They were seen.
A solitary gentleman sauntering along the cliff, saw the girls go down.
He was coming from the direction of Ochre Point, but too far off to tell more than that they were two young ladies, followed by a black servant.
He thought it a little strange at that hour. It was bathing-time upon the beach. He could see the boxes discharging their gay groups in costumes of green and blue, crimson and scarlet—in the distance looking like parti-coloured Lilliputians.

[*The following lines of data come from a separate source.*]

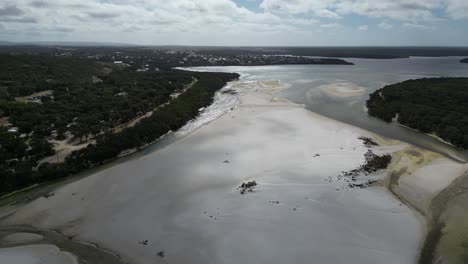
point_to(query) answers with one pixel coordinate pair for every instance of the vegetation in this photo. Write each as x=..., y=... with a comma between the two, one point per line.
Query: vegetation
x=86, y=100
x=436, y=106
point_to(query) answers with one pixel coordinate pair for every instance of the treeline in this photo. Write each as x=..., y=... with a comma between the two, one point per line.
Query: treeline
x=109, y=145
x=88, y=98
x=436, y=105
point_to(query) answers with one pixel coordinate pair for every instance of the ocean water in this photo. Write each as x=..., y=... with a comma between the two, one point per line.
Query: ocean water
x=305, y=86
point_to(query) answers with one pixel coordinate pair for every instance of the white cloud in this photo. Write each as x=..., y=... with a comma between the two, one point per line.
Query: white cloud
x=225, y=20
x=363, y=28
x=331, y=25
x=457, y=9
x=385, y=25
x=418, y=26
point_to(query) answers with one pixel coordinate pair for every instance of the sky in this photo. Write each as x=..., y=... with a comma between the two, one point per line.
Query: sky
x=238, y=22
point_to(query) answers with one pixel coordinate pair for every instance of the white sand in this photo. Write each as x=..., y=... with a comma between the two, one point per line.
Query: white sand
x=36, y=254
x=20, y=238
x=183, y=198
x=427, y=174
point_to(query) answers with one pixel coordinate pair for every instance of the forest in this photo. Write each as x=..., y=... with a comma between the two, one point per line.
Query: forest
x=84, y=100
x=432, y=105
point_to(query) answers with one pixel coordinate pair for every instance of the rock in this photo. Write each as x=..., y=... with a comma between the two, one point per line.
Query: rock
x=47, y=195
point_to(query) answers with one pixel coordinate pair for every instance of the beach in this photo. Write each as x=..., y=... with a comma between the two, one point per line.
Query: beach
x=181, y=204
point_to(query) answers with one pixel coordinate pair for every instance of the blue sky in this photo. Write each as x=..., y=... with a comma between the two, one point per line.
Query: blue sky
x=239, y=22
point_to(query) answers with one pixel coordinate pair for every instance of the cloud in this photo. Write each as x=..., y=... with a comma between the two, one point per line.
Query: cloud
x=330, y=25
x=457, y=9
x=385, y=25
x=363, y=28
x=224, y=21
x=418, y=26
x=10, y=10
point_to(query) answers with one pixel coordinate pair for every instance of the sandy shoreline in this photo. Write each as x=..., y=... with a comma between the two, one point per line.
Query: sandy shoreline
x=182, y=200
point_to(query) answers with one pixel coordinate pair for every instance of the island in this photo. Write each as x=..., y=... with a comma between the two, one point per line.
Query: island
x=432, y=105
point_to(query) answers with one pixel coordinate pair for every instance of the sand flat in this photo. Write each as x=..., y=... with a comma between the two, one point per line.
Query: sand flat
x=184, y=200
x=36, y=254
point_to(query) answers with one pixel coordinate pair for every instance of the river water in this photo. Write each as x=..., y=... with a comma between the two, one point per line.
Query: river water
x=305, y=83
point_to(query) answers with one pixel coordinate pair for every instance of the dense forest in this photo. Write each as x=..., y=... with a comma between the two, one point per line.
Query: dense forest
x=47, y=98
x=436, y=105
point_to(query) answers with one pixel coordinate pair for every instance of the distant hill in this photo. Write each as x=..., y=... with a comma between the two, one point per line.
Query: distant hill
x=67, y=44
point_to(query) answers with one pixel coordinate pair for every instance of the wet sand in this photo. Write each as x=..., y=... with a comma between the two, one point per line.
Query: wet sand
x=183, y=200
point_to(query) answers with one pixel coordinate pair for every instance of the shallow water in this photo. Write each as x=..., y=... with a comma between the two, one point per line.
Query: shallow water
x=304, y=81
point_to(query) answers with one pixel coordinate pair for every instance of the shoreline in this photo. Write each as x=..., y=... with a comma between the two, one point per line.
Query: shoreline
x=293, y=176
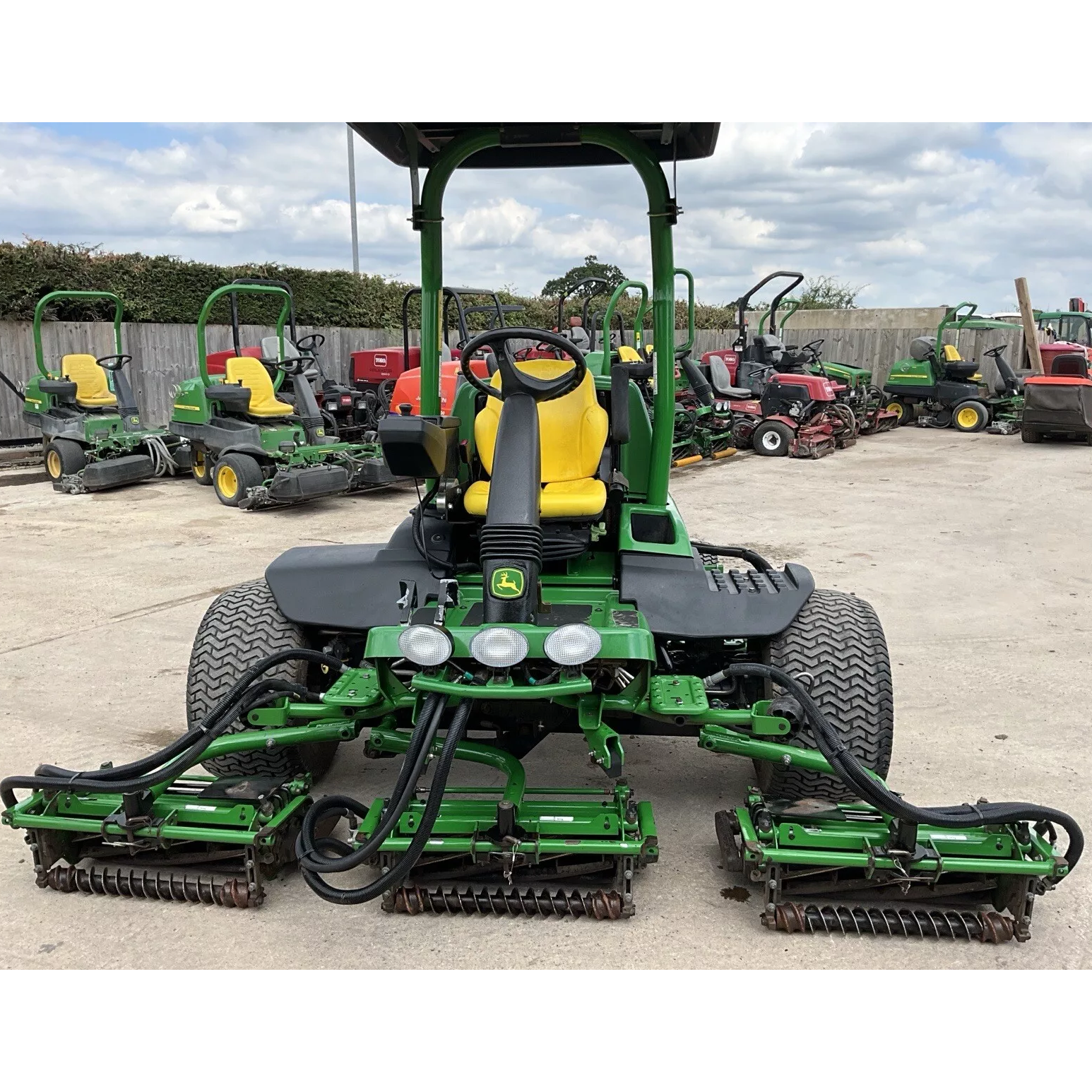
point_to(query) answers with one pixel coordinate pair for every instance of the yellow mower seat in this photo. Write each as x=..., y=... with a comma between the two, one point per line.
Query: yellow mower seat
x=92, y=387
x=571, y=434
x=252, y=375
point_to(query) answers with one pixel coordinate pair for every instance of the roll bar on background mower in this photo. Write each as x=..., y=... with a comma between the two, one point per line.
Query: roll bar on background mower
x=263, y=288
x=744, y=300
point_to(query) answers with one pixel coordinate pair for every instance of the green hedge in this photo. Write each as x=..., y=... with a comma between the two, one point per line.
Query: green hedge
x=170, y=290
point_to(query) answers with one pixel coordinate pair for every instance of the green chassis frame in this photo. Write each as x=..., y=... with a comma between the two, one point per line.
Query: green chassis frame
x=608, y=828
x=194, y=410
x=103, y=434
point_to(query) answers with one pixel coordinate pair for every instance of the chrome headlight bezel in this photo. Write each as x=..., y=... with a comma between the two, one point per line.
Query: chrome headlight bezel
x=518, y=651
x=582, y=641
x=441, y=639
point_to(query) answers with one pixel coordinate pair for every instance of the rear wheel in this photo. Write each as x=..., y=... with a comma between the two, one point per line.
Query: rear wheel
x=242, y=626
x=839, y=641
x=970, y=416
x=903, y=410
x=64, y=458
x=771, y=438
x=234, y=475
x=201, y=466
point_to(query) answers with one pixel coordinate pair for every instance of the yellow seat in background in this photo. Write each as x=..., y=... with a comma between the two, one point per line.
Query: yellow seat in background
x=252, y=375
x=572, y=432
x=92, y=386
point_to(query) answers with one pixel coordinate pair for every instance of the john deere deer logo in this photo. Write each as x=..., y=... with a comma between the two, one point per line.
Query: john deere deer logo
x=507, y=583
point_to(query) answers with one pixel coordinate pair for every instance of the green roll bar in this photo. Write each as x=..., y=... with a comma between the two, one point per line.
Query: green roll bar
x=40, y=356
x=608, y=317
x=227, y=290
x=689, y=310
x=661, y=218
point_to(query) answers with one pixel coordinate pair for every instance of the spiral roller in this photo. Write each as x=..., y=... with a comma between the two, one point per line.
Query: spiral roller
x=988, y=927
x=131, y=882
x=602, y=906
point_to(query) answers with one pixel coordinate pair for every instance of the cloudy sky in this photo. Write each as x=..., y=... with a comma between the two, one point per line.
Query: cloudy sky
x=921, y=213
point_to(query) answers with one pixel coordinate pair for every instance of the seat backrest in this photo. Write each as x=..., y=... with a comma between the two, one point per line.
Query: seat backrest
x=88, y=376
x=252, y=375
x=271, y=348
x=719, y=375
x=1070, y=364
x=572, y=429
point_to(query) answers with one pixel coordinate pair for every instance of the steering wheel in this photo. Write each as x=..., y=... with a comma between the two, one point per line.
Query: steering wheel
x=514, y=381
x=120, y=360
x=294, y=365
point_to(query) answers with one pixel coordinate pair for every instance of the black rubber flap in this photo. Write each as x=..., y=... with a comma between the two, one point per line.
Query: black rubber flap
x=679, y=598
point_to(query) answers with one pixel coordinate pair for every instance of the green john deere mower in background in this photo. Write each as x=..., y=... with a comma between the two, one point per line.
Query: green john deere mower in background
x=936, y=379
x=258, y=450
x=92, y=435
x=560, y=594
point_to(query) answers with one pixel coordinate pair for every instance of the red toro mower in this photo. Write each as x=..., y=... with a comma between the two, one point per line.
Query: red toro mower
x=1058, y=404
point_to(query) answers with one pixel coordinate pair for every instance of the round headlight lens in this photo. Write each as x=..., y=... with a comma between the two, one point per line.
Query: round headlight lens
x=499, y=647
x=570, y=646
x=425, y=646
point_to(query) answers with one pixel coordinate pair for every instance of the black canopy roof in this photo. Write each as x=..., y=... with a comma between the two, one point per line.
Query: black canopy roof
x=538, y=143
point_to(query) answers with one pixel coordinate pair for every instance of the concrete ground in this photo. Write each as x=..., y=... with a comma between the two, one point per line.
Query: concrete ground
x=969, y=546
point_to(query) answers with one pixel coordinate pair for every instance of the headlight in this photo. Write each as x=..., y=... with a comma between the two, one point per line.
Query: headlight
x=425, y=646
x=570, y=646
x=499, y=647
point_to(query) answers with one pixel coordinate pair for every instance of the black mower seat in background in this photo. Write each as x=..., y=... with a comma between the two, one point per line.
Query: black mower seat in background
x=721, y=379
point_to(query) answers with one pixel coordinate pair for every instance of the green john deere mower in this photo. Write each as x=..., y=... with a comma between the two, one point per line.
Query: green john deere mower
x=92, y=434
x=256, y=449
x=545, y=584
x=937, y=380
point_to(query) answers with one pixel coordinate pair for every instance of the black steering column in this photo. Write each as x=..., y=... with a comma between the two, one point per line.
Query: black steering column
x=511, y=541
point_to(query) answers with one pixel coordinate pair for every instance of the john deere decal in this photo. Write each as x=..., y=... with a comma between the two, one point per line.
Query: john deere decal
x=507, y=583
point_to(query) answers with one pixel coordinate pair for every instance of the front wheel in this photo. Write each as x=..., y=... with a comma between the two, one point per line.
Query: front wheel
x=234, y=475
x=970, y=416
x=839, y=641
x=242, y=626
x=772, y=438
x=201, y=465
x=64, y=458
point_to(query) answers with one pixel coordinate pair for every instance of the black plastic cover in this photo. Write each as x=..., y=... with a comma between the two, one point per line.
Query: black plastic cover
x=109, y=473
x=540, y=143
x=420, y=447
x=356, y=586
x=679, y=598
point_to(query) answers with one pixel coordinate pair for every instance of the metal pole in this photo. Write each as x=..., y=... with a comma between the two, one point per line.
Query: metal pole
x=352, y=201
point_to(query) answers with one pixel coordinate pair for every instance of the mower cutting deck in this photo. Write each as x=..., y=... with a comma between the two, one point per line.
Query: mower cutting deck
x=545, y=584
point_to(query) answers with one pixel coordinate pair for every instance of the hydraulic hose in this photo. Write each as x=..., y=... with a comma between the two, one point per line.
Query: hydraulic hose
x=401, y=870
x=874, y=792
x=413, y=766
x=185, y=752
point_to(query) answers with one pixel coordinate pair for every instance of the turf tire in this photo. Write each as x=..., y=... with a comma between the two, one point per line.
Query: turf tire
x=70, y=459
x=764, y=437
x=242, y=626
x=839, y=640
x=242, y=472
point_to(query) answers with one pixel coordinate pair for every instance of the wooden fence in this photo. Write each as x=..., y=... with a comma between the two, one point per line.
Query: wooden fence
x=166, y=354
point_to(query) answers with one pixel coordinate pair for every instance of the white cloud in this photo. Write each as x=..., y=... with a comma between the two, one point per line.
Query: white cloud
x=921, y=213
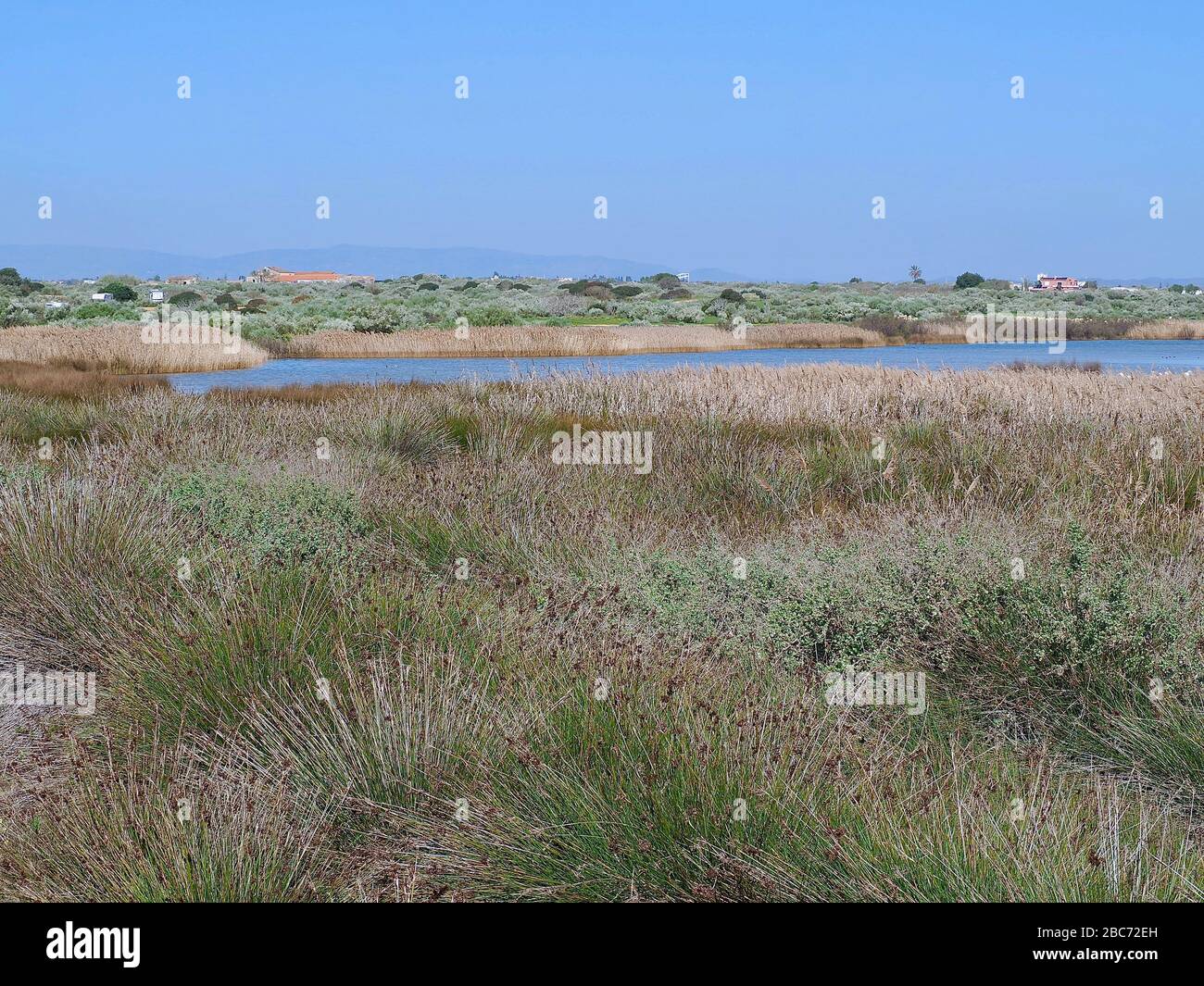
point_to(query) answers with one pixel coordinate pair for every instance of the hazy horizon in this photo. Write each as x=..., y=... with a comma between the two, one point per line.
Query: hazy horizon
x=842, y=106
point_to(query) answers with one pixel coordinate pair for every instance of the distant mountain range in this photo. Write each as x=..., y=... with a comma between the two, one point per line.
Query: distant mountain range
x=70, y=263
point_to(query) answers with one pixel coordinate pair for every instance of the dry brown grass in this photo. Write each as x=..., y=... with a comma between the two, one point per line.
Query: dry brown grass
x=69, y=381
x=582, y=341
x=1167, y=330
x=482, y=690
x=117, y=349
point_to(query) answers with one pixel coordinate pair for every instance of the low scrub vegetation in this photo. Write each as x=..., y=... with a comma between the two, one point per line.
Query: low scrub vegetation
x=373, y=644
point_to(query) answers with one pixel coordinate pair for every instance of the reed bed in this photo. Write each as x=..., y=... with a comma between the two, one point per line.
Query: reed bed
x=412, y=657
x=584, y=341
x=119, y=349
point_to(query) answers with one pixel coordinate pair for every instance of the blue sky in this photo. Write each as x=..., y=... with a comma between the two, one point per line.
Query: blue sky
x=633, y=101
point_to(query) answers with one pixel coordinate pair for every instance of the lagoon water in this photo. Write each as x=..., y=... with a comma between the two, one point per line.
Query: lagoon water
x=1118, y=356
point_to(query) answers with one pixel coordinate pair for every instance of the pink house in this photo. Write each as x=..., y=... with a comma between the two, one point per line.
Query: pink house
x=1047, y=283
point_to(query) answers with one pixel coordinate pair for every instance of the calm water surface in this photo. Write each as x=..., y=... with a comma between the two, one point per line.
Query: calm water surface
x=1119, y=356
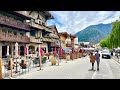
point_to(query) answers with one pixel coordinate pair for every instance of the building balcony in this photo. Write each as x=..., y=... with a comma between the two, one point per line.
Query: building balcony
x=36, y=40
x=14, y=38
x=23, y=13
x=4, y=20
x=68, y=45
x=47, y=39
x=39, y=26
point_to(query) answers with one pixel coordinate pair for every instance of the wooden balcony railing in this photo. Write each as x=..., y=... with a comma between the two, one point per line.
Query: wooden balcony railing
x=24, y=13
x=34, y=40
x=47, y=39
x=14, y=23
x=39, y=26
x=14, y=38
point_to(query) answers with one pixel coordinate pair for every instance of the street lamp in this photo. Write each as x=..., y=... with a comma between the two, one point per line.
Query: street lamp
x=68, y=41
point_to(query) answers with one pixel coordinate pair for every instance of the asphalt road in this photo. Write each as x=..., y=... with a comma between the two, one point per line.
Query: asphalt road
x=77, y=69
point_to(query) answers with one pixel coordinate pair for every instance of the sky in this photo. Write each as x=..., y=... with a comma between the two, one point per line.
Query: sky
x=74, y=21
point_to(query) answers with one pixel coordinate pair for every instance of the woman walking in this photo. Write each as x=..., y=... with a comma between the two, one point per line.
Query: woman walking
x=92, y=60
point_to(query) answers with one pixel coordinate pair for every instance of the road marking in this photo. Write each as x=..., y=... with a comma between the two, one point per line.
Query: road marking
x=94, y=75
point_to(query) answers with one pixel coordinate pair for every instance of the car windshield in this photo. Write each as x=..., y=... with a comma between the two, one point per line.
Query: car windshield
x=105, y=52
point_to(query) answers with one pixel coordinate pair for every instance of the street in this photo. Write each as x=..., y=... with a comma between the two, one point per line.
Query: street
x=77, y=69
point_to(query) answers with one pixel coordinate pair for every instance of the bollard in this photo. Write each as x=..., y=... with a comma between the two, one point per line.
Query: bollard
x=11, y=67
x=0, y=68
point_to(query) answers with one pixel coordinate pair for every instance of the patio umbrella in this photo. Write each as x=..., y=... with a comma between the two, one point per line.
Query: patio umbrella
x=16, y=49
x=60, y=51
x=8, y=50
x=54, y=51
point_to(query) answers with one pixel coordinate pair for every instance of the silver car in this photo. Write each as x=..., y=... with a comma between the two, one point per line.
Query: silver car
x=106, y=54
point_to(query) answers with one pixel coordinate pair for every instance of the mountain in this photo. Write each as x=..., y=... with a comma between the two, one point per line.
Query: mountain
x=94, y=33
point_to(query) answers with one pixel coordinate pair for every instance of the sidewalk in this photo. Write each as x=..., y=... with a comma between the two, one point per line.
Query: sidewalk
x=45, y=66
x=63, y=70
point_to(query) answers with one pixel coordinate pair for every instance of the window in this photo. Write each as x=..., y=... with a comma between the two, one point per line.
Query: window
x=32, y=33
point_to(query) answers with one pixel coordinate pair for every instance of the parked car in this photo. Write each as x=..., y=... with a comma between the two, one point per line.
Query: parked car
x=106, y=54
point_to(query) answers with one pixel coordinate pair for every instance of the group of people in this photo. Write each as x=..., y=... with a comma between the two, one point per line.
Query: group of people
x=94, y=58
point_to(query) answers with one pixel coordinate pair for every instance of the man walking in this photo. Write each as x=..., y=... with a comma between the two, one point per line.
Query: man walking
x=97, y=56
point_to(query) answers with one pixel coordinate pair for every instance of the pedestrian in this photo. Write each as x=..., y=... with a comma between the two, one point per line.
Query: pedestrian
x=92, y=60
x=97, y=56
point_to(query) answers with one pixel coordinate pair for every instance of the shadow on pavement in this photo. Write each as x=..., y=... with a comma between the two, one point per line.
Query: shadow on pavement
x=91, y=70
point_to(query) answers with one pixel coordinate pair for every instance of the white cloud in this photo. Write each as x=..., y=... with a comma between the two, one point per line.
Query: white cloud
x=74, y=21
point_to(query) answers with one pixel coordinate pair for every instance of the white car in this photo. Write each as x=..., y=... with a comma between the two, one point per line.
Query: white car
x=106, y=54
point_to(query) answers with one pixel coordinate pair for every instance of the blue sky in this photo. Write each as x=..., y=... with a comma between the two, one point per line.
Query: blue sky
x=74, y=21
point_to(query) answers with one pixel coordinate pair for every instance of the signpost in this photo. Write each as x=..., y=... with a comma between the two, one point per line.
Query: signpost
x=0, y=68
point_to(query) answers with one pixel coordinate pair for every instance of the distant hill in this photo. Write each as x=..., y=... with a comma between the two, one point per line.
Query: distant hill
x=94, y=33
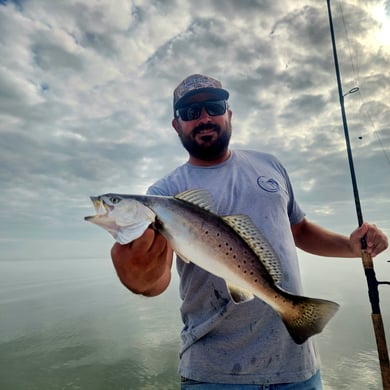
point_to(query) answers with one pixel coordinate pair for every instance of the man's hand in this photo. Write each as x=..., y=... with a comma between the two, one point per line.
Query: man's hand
x=144, y=265
x=376, y=240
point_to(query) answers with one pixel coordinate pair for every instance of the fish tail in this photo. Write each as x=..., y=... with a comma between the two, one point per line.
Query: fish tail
x=307, y=317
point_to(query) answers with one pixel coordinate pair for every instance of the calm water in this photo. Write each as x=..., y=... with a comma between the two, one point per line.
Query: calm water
x=69, y=324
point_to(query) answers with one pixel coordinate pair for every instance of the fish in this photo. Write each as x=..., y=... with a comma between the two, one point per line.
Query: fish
x=230, y=247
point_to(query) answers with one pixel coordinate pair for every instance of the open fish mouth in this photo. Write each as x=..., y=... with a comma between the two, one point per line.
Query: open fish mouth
x=101, y=207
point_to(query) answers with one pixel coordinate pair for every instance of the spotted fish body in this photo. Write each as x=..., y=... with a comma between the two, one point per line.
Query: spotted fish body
x=230, y=247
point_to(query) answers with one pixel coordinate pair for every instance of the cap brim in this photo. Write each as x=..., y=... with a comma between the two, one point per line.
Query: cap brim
x=217, y=93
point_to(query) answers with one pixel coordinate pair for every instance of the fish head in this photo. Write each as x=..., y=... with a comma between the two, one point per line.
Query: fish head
x=124, y=218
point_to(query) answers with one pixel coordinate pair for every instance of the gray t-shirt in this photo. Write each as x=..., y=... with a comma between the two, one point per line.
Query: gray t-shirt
x=224, y=342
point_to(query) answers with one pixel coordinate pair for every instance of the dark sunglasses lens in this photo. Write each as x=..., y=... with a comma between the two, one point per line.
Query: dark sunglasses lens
x=194, y=111
x=216, y=108
x=190, y=113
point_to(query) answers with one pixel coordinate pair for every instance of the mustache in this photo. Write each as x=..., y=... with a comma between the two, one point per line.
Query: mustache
x=206, y=126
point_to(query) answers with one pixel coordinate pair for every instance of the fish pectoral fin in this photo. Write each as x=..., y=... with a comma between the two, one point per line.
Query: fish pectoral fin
x=238, y=294
x=183, y=258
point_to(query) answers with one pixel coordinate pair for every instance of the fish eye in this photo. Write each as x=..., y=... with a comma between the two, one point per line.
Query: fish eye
x=115, y=199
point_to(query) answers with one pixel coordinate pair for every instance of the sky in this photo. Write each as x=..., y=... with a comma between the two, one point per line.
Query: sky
x=86, y=106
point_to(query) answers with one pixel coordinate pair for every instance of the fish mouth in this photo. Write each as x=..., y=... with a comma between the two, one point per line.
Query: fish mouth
x=101, y=207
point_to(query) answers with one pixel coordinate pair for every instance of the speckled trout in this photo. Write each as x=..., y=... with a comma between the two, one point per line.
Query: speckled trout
x=230, y=247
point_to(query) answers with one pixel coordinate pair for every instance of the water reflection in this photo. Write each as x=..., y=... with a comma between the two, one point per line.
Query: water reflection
x=71, y=325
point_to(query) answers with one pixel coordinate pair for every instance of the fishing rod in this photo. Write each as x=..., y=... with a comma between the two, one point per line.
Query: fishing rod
x=368, y=264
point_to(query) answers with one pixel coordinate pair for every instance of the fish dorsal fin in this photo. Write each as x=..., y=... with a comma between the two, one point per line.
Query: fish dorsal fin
x=244, y=226
x=199, y=197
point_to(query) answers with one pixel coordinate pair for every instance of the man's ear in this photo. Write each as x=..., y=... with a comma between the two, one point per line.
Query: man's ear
x=176, y=125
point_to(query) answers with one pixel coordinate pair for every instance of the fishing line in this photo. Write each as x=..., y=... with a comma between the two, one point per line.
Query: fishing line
x=356, y=76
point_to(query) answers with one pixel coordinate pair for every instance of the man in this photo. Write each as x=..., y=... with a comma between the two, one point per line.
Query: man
x=228, y=345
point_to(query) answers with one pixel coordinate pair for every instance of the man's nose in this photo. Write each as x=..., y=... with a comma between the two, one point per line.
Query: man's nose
x=204, y=114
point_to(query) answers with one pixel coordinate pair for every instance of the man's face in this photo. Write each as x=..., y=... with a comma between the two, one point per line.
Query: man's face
x=207, y=137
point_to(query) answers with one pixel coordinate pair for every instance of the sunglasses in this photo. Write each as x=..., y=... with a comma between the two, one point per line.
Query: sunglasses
x=194, y=110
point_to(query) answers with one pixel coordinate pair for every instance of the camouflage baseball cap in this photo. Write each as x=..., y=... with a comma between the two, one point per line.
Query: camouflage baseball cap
x=195, y=84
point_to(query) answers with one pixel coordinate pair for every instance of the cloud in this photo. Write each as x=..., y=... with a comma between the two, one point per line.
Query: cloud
x=86, y=95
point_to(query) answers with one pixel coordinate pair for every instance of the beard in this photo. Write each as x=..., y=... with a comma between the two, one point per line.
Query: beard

“Why are these two ladies not along with them?” was his reflection. “Shell-gatherers, I suppose,” was the conjecture that followed. “Searchers after strange seaweeds. From Boston, no doubt. And I’d bet high that the nose of each is bridged with a pair of blue spectacles.”
The gentleman smiled at the conceit, but suddenly changed it. The sable complexion of the servant suggested a different conclusion.
“More like they are Southerners?” was the muttered remark.
After making it he ceased to think of them. He had a gun in his hand, and was endeavouring to get a shot at some of the large seabirds now and then sweeping along the escarpment of the cliff.
As the tide was still only commencing to return from its ebb, these flew low, picking up their food from the stranded algae that, like a fringe, followed the outlines of the shore.
The sportsman, observing this, became convinced he would have a better chance below; and down went he through one of the gaps—the first that presented itself!